According to the report, melanoma, colorectal, lymphoma and breast cancers are the most common found in child-rearing parents in the study's recruitment counties, with about 108,264 school-aged children affected by these in 2006.
Of 29 parents with cancer interviewed in the initial study, only one reported that she asked her child about its fears.
"The bottom line is the parents either don't talk to the child and wait for the child to ask questions, don't talk to the kids at all or give them the biological details," Lewis said.
Ferris said she began asking questions as soon as her mother explained her father's situation. Hair loss, frequent vomiting and the possibility of death were among her concerns.
"I asked if he could die," Ferris said. "I didn't ask if he was going to, but I asked if he could."

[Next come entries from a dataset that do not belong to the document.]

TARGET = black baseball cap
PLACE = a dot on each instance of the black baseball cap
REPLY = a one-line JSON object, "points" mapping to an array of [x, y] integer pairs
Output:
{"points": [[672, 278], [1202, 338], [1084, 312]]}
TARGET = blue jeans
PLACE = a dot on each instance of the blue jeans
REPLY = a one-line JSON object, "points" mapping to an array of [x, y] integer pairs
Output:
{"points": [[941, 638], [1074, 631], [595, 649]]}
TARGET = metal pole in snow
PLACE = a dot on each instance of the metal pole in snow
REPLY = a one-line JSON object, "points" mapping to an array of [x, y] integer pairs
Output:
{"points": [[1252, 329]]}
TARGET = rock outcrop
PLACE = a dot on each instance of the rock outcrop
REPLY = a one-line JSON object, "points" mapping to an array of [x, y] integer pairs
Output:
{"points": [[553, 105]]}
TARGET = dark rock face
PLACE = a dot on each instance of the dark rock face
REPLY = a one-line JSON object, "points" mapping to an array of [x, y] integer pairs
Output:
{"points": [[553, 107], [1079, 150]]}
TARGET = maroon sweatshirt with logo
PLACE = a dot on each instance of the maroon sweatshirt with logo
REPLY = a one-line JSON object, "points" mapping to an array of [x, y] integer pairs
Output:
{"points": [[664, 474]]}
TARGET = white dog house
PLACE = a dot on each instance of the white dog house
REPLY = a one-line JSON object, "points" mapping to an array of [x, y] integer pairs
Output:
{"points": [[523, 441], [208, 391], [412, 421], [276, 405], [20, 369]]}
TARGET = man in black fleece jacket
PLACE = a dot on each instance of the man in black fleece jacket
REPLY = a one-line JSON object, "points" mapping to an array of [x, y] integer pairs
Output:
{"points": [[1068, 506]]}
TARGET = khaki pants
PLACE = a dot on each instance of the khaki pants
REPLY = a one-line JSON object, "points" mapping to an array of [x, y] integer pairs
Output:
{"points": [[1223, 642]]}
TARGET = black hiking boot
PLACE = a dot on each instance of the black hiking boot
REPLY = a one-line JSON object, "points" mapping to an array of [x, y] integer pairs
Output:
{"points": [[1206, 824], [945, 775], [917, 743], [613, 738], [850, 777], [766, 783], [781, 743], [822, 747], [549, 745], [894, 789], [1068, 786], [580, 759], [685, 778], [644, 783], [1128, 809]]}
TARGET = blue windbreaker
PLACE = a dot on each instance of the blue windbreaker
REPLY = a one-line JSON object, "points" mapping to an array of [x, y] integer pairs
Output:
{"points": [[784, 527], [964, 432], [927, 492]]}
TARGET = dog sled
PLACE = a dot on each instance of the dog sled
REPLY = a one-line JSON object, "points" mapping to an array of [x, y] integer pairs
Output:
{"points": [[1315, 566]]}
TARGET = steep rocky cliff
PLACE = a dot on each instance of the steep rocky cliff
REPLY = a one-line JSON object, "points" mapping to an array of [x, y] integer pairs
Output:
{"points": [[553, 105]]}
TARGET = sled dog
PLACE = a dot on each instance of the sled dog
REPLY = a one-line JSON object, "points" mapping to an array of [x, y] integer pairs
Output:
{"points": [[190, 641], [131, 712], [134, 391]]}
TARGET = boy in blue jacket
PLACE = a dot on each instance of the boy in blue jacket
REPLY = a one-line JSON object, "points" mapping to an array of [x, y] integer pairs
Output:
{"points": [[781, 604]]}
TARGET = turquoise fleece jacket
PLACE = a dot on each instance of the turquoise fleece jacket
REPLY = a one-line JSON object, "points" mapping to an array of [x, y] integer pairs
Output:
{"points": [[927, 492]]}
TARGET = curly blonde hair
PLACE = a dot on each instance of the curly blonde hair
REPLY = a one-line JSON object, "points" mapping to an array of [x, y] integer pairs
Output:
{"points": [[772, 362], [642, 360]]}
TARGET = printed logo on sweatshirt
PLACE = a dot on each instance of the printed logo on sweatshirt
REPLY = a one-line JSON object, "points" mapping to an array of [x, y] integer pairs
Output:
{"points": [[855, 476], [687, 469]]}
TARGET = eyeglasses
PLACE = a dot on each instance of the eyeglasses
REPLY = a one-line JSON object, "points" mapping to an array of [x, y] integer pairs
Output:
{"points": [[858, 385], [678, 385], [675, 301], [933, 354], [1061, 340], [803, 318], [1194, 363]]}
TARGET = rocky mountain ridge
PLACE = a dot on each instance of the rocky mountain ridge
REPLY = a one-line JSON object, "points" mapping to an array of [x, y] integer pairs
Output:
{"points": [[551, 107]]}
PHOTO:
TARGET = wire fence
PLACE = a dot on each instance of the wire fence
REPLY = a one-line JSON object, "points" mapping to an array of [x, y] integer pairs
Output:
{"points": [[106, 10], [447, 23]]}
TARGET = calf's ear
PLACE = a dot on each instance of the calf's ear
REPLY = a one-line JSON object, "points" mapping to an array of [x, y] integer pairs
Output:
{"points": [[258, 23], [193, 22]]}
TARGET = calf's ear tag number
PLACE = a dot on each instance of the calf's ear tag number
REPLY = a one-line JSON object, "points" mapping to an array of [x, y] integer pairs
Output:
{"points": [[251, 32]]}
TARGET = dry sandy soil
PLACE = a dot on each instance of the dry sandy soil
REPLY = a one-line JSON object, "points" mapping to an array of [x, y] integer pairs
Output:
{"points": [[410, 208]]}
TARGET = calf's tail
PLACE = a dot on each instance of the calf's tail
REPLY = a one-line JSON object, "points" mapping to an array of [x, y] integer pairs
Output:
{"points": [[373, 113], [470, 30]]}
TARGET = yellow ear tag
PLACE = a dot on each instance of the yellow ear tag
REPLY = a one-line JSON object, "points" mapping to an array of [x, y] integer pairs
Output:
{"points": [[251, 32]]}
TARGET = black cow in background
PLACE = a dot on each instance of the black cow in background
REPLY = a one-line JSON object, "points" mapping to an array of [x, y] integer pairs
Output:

Many children interviewed in Lewis' study had nightmares and created unreal and frightening images of the cancer. Eighty-one percent of the children feared their parent might die, even if the parent was diagnosed with early-stage, potentially curable cancer.
"The data says there [are] often more catastrophic and horrific [ideas in their minds] than the facts," Lewis said. "The majority fears the parents are going to die from cancer."
For Ferris, however, fear of death was not the greatest concern.
"I understood that he could die," Ferris said. "It's not that I was naive to the fact; I just didn't make it a part of my reality."
She partially attributed this to her father's positive attitude. He would often shed light on his condition by making voices and naming various hospital instruments.
"My dad was so funny," Ferris said. "I wasn't as scared because he wasn't scared."
To be eligible for the program, parents must have an 8- to 12-year-old child, have been diagnosed for the first time with early-stage cancer within the past seven months, speak and read English, live in the Puget Sound area and have told their child about the cancer.
Ferris' father, who survived after a bone marrow transplant and remains in remission 10 years later, was in a later stage of cancer than those in Lewis' program. His condition became a part of the Ferris family's everyday life, which may have made it easier to deal with, Ferris said.
"I think [Lewis'] program would probably be most useful when [the parent has] less intense cancer," Ferris said. "When [the disease becomes] your life and you have no other choice, you kind of adapt to it."